April 1, 2018 is just around the corner, and that means the FMCSA’s ELD compliance grace period is nearly over. The grace period of just over three months hasn’t been a free pass to ignore the ELD Mandate. Rather, it’s a time during which the FMCSA is exercising leniency when it comes to putting vehicles out-of-service for noncompliance, opting to help fleets make the transition more smoothly instead. In order to avoid getting a citation for the next few days, there must be a good faith effort made to keep qualified vehicles compliant. But if you’re without an ELD or compliant AOBRD after April 1, you could be put out-of-service.
If you still haven’t found an ELD solution that works for you, you’re cutting it close. The perfect solution depends on several factors, like the size of your fleet and what kinds of extra features you want your ELD to have. But, some of the things you’ll need to look for are required by the Mandate. Here’s what you should keep in mind if you’re on the hunt for an ELD.
To be considered a compliant ELD, devices have to meet the new set of technical standards the ELD Mandate introduced. Under those specifications, the ELD needs to be synced with the engine to automatically capture information about the vehicle:
• Engine power status
• Vehicle motion status
• Miles driven
• Engine hours
The ELD must also automatically capture vehicle location information periodically:
• Each time the driver’s duty status changes
• Every 60 minutes while the vehicle is in motion
• Each time the engine is turned on or off
• At the beginning and end of yard moves and personal use
Compliant ELDs have to be able to produce a graph of the driver’s changes of duty status, either displayed on the device or as a printout, and they must be registered with the FMCSA.
This might be one of the most important factors to consider. Since vehicles across several different industries must comply with the Mandate, ELD solutions are often geared toward specific industries. ES Track, for example, is an ELD-compliant telematics solution that’s built for construction fleets and general contractors. Since ES Track’s other features include things like equipment tracking and predictive maintenance, it’s an ideal fit for construction fleets of all sizes. If you’re a carrier with a fleet of semi trucks, your needs might be a little bit different. Regardless, do some research to be sure the ELD is the best fit for your industry.
The ELD rule requires the devices to meet certain technical specifications, and that includes the ability to automatically collect and transmit data about what the engine is doing and when.
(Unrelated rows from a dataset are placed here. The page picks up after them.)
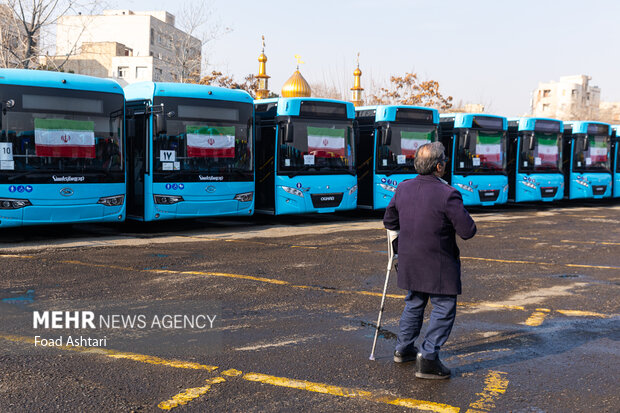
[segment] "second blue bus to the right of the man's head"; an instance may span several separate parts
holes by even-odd
[[[508,199],[512,202],[564,198],[561,120],[508,120]]]

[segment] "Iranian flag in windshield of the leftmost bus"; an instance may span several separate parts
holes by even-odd
[[[37,156],[89,158],[96,156],[95,123],[69,119],[35,119]]]

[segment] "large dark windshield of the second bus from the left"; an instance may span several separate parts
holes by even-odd
[[[155,180],[252,173],[252,104],[161,99],[166,130],[153,137]]]

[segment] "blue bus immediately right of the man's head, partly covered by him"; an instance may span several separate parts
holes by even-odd
[[[507,123],[501,116],[474,113],[439,117],[439,139],[450,158],[444,179],[460,191],[465,205],[508,200]]]

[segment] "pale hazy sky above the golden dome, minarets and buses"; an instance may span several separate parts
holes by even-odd
[[[201,0],[186,0],[190,6]],[[108,8],[167,10],[183,2],[108,0]],[[417,72],[455,102],[490,113],[529,113],[539,82],[586,74],[602,101],[620,101],[620,2],[614,0],[212,0],[232,31],[209,43],[209,69],[242,80],[258,72],[265,35],[269,87],[280,92],[295,71],[310,84],[353,86],[360,53],[362,87]]]

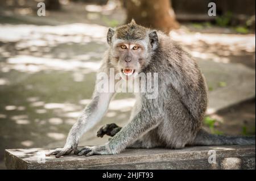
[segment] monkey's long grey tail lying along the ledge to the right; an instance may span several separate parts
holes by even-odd
[[[217,145],[255,145],[255,136],[222,136],[210,134],[201,129],[192,145],[217,146]]]

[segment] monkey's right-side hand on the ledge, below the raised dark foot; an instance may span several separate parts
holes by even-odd
[[[101,145],[101,146],[85,146],[77,155],[85,155],[86,157],[94,155],[94,154],[114,154],[114,151],[109,149],[109,145]]]

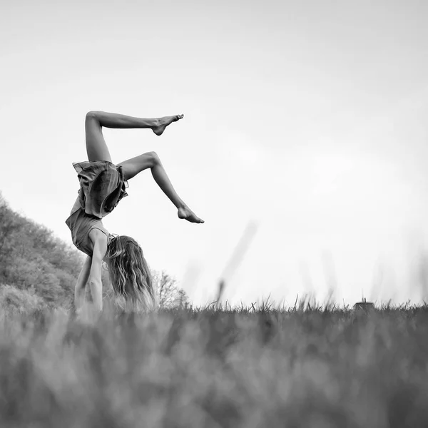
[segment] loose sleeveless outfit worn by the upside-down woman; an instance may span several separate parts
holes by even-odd
[[[93,243],[89,238],[92,229],[105,233],[110,242],[111,235],[104,228],[101,219],[128,195],[128,182],[123,179],[121,165],[108,161],[88,161],[73,163],[78,173],[80,207],[73,210],[66,220],[71,230],[71,239],[78,250],[92,256]]]

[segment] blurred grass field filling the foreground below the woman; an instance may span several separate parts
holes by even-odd
[[[0,427],[427,427],[428,309],[0,319]]]

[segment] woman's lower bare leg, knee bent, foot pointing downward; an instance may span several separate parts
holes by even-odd
[[[128,159],[119,163],[123,168],[123,175],[126,180],[135,177],[141,171],[151,168],[151,173],[158,186],[163,190],[163,193],[168,196],[170,201],[178,208],[178,217],[184,218],[191,223],[204,223],[195,213],[193,213],[188,205],[178,196],[173,188],[165,168],[161,163],[161,159],[155,152],[144,153],[143,155],[136,156],[136,158]]]

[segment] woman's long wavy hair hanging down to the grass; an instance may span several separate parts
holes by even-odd
[[[141,246],[130,236],[113,236],[107,247],[108,276],[131,310],[156,310],[153,279]]]

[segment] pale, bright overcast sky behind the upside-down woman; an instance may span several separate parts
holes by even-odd
[[[103,133],[113,163],[156,151],[205,223],[179,220],[148,170],[103,223],[196,305],[222,276],[231,305],[418,303],[427,19],[397,0],[2,4],[0,191],[71,244],[86,112],[184,113],[161,137]]]

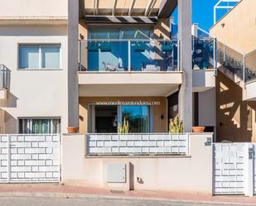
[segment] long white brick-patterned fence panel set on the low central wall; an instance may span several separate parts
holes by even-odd
[[[86,155],[188,155],[188,134],[87,134]]]

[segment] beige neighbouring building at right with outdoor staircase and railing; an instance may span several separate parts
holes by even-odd
[[[210,28],[217,39],[217,141],[256,141],[256,11],[241,0]]]

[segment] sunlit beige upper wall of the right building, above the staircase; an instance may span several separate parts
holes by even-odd
[[[241,0],[210,28],[210,36],[247,54],[256,49],[255,18],[255,0]]]

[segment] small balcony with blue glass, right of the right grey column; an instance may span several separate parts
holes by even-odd
[[[215,39],[193,37],[193,92],[204,92],[215,87],[216,56]]]

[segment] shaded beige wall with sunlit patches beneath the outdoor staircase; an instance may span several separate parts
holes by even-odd
[[[256,102],[243,101],[243,89],[218,73],[216,78],[217,141],[256,141]]]

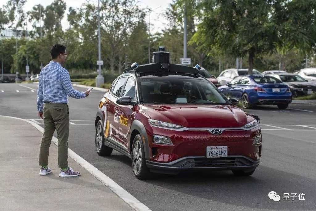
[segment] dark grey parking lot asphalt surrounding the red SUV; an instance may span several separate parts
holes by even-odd
[[[37,117],[36,89],[37,84],[0,84],[0,115],[30,119],[42,125]],[[315,104],[293,103],[283,110],[270,105],[246,110],[260,117],[263,133],[261,162],[250,177],[216,171],[155,174],[150,180],[140,181],[133,175],[129,158],[116,151],[109,157],[100,157],[95,152],[94,118],[103,94],[93,90],[88,98],[69,98],[69,148],[150,209],[315,210]],[[270,191],[281,196],[280,202],[269,200]],[[283,200],[286,194],[294,198]],[[304,194],[305,200],[295,197],[299,194]]]

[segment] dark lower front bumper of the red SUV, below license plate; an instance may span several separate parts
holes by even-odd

And that connectivity means plenty of opportunities for more functionality. Some devices offer built-in fleet management tools along with ELD compliance. Using an ELD can do more for your fleet than just comply with a law — the right one can maximize efficiency and increase your bottom line.
ES Track is much more than an ELD; it’s an all-in-one telematics solution that helps you simplify every part of mixed construction fleet management. Features like driver scorecards, GPS tracking and vehicle diagnostics put the Internet of Things to work for you. Finding the right ELD can help you get more work done.
Did you know there are three phases to ELD implementation? And we’re still in Phase 2, which means AOBRDs installed before December 18, 2017 have been grandfathered in and are considered compliant. The FMCSA also recently said it will allow AOBRD software to be used with ELD-compliant devices in new vehicles if employers were using AOBRDs and AOBRD software prior to last December. The Mandate’s third and final phase will take effect on December 16, 2019, and then AOBRDs — and AOBRD software — will need to be replaced with ELDs.
There are a few exemptions to the ELD rule, so double-check that criteria to make sure your vehicles aren’t exempt. Aside from those built-in exemptions, agricultural products haulers were issued a 90-day complete exemption from ELD compliance last December, which was set to expire on March 18, 2018. The exemption was granted to give the FMCSA and the agricultural industry time to decide how livestock haulers would deal with the ELD Mandate’s hours of services (HOS) requirements. The FMCSA issued another 90-day exemption a few days before that deadline, a relief for the ag industry — at least until June 18 — while it continues to push for a one-year implementation delay.
Ag products haulers’ exemption will likely continue until the FMCSA and the ag industry iron out how ELDs will work for haulers. Given that they are transporting live plants and animals, the strict hours and breaks enforced by ELDs are next to impossible for ag carriers to follow. Drivers are allowed to work for 14 hours at a stretch, including only 11 hours on the road and one mandatory half-hour break. Between shifts, they have to take a ten-hour break, something that’s not always feasible with a truck full of livestock. It remains to be seen if the FMCSA and the agricultural industry will reach an agreement on ELD rules before this waiver expires in June.